Understanding and Dealing with Anxiety

Living in “The Land of What Ifs”

I’ve had a lot of worries in my life, most of which never happened. Image of magnifying glass looking at anxiety ~ Mark Twain

We certainly have plenty to worry about these days. If personal concerns about our kids, our spouse, our parents, our boss, our career, our mortgage, our college funds, or our retirement accounts are not enough to keep our level and intensity of anxiety revved up, then all we have to do is tune into the constant barrage of local, national, and global affairs. It is enough to keep us biting our nails or pulling out our hair. The upswing of all of this is that the manicurists and hairstylists among us will have their work cut out for them and can scratch job security off of their worry list. But what about the rest of us?

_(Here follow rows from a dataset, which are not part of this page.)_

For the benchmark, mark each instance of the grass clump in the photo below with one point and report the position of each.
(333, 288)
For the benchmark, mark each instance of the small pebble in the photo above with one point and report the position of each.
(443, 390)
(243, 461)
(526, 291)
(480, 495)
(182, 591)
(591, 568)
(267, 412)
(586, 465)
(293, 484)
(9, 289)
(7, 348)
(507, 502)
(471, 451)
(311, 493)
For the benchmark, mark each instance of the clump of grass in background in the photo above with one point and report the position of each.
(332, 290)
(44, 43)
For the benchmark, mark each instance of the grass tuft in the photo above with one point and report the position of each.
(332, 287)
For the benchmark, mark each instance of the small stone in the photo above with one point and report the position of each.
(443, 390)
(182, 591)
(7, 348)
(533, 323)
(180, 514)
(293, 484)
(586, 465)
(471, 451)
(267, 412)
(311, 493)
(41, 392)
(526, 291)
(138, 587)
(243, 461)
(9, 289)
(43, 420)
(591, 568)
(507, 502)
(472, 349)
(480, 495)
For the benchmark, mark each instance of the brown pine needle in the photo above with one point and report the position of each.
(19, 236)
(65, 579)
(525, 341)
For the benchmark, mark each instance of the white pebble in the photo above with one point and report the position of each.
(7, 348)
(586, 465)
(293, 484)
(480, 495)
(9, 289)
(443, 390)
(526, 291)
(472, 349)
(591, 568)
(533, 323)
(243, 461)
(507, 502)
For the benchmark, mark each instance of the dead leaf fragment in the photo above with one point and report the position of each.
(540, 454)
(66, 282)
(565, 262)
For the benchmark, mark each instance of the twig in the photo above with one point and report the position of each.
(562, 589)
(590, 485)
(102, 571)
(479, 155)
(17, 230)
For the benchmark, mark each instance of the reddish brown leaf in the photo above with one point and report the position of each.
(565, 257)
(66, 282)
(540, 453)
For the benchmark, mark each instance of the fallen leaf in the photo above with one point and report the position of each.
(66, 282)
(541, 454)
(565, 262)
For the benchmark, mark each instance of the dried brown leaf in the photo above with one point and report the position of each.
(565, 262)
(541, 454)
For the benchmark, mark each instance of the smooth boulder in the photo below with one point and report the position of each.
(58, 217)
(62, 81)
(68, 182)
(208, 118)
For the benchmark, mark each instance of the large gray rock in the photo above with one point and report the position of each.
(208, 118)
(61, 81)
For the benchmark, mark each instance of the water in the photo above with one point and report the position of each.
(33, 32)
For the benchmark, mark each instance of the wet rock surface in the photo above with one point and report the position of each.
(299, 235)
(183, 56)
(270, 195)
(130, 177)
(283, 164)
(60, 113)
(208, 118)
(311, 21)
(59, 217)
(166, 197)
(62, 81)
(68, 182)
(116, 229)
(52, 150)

Let’s put some of what we know about anxiety on the table. Everyone experiences anxiety; it is no respecter of persons with regard to age or status. It’s also true that anxiety can work to our advantage. Sometimes. Anxiety can be helpful when we need to be more alert, stay motivated, perform well, or avoid predictable negative situations.  However, too much anxiety over too long a period can be crippling and will suck all the joy out of life. No doubt about it, frequent anxiety makes a miserable companion that affects us as well as those around us. When anxiety comes to stay, we can easily become unhappy and depressed.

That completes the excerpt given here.